Open snej opened 8 years ago
SQLite's FTS comes with a pretty basic tokenizer that doesn't handle stop-words or stemming. We've been using the fts3-unicodesn
library for that, which incorporates Snowball stemmers for a dozen languages, plus a custom list of stop-words.
It would be good to make this pluggable, so we can use OS facilities instead. For example, the Cocoa Foundation framework has classes for doing tokenization and stemming, which I believe support many more languages, including Asian ones which are very difficult to work with.

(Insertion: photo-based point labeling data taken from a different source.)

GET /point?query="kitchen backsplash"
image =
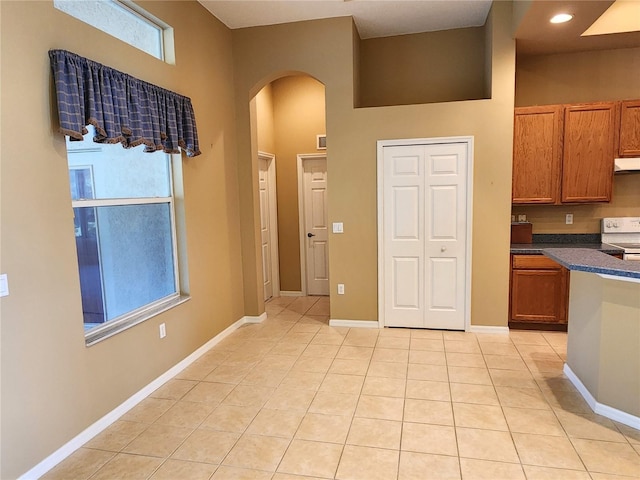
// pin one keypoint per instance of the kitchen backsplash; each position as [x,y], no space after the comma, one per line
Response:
[586,218]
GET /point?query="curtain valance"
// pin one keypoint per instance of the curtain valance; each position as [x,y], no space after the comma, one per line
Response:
[123,109]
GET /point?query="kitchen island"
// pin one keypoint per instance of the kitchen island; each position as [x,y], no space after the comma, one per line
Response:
[603,341]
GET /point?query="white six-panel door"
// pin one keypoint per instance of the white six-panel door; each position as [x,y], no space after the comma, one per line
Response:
[424,235]
[316,231]
[268,224]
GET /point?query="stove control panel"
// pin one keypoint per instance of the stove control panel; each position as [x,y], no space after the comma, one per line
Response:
[621,225]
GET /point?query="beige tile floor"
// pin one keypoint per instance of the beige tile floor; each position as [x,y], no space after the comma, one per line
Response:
[293,398]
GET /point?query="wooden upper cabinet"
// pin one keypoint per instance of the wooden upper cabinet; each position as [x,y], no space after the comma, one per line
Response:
[629,129]
[537,154]
[588,153]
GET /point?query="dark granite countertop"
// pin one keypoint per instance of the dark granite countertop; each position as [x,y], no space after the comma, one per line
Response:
[593,261]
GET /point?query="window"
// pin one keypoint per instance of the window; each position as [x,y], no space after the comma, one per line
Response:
[124,20]
[124,220]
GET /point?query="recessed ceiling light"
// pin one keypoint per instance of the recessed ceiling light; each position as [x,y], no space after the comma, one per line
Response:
[561,18]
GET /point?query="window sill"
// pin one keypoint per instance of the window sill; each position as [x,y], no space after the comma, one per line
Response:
[109,330]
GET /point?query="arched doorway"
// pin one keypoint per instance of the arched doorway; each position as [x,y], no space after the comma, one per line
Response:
[289,122]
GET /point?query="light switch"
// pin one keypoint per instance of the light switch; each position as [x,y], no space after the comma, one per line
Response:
[4,285]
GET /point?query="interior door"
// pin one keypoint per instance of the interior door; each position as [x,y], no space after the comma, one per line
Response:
[265,225]
[314,179]
[424,235]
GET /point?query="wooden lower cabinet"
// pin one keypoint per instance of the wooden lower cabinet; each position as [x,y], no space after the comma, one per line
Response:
[539,293]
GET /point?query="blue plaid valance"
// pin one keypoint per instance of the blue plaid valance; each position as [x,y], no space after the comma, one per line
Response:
[122,108]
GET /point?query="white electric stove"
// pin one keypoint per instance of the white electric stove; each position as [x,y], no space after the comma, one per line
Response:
[623,232]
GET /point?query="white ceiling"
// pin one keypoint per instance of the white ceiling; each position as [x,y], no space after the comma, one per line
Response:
[384,18]
[374,18]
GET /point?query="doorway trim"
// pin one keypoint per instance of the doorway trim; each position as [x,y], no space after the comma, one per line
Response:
[468,140]
[273,215]
[301,218]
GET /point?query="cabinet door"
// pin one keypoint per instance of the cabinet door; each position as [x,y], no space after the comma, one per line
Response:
[629,129]
[589,150]
[539,296]
[537,140]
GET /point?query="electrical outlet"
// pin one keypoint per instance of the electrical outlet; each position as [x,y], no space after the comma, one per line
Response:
[4,285]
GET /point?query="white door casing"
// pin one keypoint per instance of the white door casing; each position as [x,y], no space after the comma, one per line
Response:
[424,244]
[268,224]
[314,229]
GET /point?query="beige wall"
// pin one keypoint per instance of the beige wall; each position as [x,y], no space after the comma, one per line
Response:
[265,127]
[605,75]
[586,218]
[444,66]
[53,387]
[265,53]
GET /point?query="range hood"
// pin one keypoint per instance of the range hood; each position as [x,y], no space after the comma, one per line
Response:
[622,165]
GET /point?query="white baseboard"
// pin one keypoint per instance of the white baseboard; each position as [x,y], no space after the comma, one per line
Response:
[599,408]
[83,437]
[488,329]
[284,293]
[335,322]
[251,319]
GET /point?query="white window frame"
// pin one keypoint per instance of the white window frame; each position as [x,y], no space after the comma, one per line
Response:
[164,31]
[134,317]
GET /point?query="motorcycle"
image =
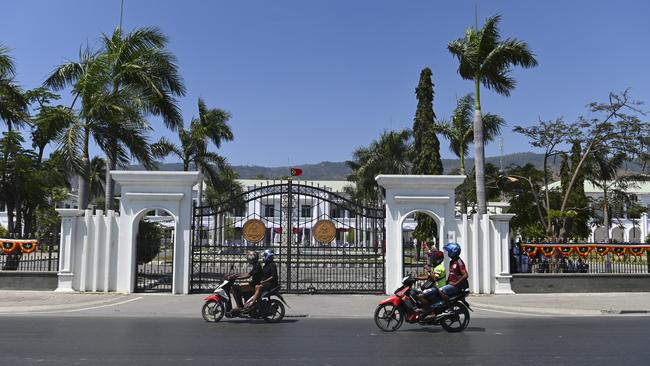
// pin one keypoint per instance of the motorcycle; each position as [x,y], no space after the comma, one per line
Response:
[269,307]
[391,313]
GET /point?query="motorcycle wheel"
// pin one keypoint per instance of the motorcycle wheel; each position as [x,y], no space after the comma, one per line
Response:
[275,312]
[385,314]
[458,320]
[212,311]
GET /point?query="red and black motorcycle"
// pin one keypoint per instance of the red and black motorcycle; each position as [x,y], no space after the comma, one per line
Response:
[269,307]
[391,313]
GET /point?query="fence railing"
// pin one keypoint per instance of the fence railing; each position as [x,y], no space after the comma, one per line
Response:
[30,253]
[580,258]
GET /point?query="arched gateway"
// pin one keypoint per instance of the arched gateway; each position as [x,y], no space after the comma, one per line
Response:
[325,243]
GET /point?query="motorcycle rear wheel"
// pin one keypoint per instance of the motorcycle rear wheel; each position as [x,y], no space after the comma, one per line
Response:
[385,314]
[212,311]
[275,312]
[458,320]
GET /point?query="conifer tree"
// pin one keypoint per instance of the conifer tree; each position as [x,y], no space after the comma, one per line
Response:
[426,148]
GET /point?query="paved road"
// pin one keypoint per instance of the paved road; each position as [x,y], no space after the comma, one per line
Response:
[64,340]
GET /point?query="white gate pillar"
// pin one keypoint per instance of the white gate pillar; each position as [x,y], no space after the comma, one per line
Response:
[142,191]
[66,250]
[405,194]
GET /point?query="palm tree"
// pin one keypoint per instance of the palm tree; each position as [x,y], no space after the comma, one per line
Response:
[139,67]
[388,155]
[210,126]
[460,132]
[129,77]
[486,59]
[96,182]
[13,104]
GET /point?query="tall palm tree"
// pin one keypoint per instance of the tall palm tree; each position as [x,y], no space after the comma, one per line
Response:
[13,104]
[486,59]
[460,132]
[96,178]
[139,66]
[210,126]
[131,76]
[387,155]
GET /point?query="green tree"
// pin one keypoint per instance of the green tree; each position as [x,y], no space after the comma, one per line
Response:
[387,155]
[210,126]
[148,241]
[426,148]
[523,186]
[486,59]
[13,104]
[460,133]
[141,72]
[129,77]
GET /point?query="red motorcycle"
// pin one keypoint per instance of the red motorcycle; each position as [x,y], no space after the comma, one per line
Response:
[391,313]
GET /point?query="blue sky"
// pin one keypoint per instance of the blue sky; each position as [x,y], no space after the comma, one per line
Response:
[310,81]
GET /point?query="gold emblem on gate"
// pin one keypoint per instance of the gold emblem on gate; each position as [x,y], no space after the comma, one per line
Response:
[254,230]
[324,231]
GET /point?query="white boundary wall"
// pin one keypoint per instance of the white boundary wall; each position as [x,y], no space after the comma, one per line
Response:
[485,240]
[98,253]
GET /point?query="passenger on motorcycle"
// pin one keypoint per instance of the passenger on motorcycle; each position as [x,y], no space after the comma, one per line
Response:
[458,275]
[255,275]
[269,275]
[435,279]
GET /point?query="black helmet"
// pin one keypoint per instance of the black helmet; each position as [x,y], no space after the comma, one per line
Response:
[252,257]
[267,256]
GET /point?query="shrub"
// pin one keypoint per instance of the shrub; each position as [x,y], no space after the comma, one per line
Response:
[148,241]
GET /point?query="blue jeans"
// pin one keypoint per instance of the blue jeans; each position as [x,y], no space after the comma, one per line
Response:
[431,294]
[450,290]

Here are some performance comparisons between SQLite, a couple of flavors of Lucene, and one I hadn't heard of called Tracker. SQLite and CLucene are roughly equivalent, and since SQLite's effective code size is nearly zero, it seems like the best choice.
There's also Xapian, which has a nice feature set.
the Cocoa Foundation framework has classes for doing tokenization and stemming, which I believe support many more languages, including Asian ones which are very difficult to work with.
This would be amazing to have as I have a lot of Asian customers.
I'm very interested in this feature, since I'm using couchbase with ForestDB and currently word-prefix matching is not supported. Is there any time frame for implementing this feature?
No, it's not on our roadmap so far. Of course I'd be happy to advise & assist someone else who wanted to work on it…
@lucatorella Word-prefix matching is the only reason why I haven't switched to ForestDB just yet.
The full-text search implementation in CBForest is pretty basic. It doesn't have any fancy query features like boolean operators or even word-prefix matching, and it's not very fast. The best way to improve it is probably to replace it with an existing already-proven implementation.
The best choice, ironically, is SQLite. Its FTS4 is pretty good, and is what Couchbase Lite already uses with the default SQLite storage engine. It basically comes for free on iOS/Mac/Android.
Another alternative is CLucene, a C++ port of Lucene. It's rather a lot of code though (about 80,000 lines of C++.)
The result would be that the FTS storage for a view wouldn't be stored in ForestDB but in the external database used by the FTS library. The CBForest API would need to make this transparent so clients can use the same API for queries.